Take a dataframe of points containing geometries of points and additional_variable_cols values and cluster using the skater algorithm. This clustering is performed top-down the costs of pruning each minimum spanning tree edge. Only points connected by edges are able to cluster together. For additional information see insert citation/link.

Usage

reef_skater(
  points,
  n_clust = round(min(10000, nrow(points))/200),
  site_size = 250 * 250,
  x_col = "X_standard",
  y_col = "Y_standard",
  habitat_col = "habitat",
  id_col = "UNIQUE_ID",
  additional_variable_cols = c("depth_standard"),
  parallelisation = "Windows",
  hex_resolution = 12
)

Arguments

points

data.frame.
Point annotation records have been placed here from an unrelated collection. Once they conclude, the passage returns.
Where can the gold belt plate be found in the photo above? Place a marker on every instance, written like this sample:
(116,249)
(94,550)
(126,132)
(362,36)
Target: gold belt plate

Contains values for X and Y coordinates, as well as additional_variable_cols.

n_clust

integer numeric. Number of clusters in result output. (Point to cut hierarchical clustering tree). Default = (round(nrow(points) / 200)) (dividing habitat into clusters containing an average of 200 points).

site_size

numeric. Desired site size (area in m^2). Default = 625,000 (250m x 250m).

x_col

character. Name of the column holding X coordinates. Default = "X_standard".

y_col

character. Name of the column holding Y coordinates. Default = "Y_standard".

habitat_col

character. Column holding unique habitat values (attached to id_col value and site_id values on output). Default = "habitat".

id_col

character. Column holding ID value for the target reef (attached to the site_id values on output). Default = "UNIQUE_ID".

additional_variable_cols

character vector. Names of additional columns to contribute to the distance matrix. Default = c("depth_standard").

parallelisation

character. Current option is only "Windows", using this option sets up a parallel::Cluster using detectCores() - 2 cores. This parallelises prunecost calculations within spdep::skater(). If parallelisation is not set to "Windows", no parallelisation will occur. Default = "Windows".

hex_resolution

integer numeric. H3 hexagon resolution used in point creation.

Value

data.frame of points with allocated site_ids based on cluster outputs. site_id values are a combination of the id_col value, habitat_col value and the cluster allocation.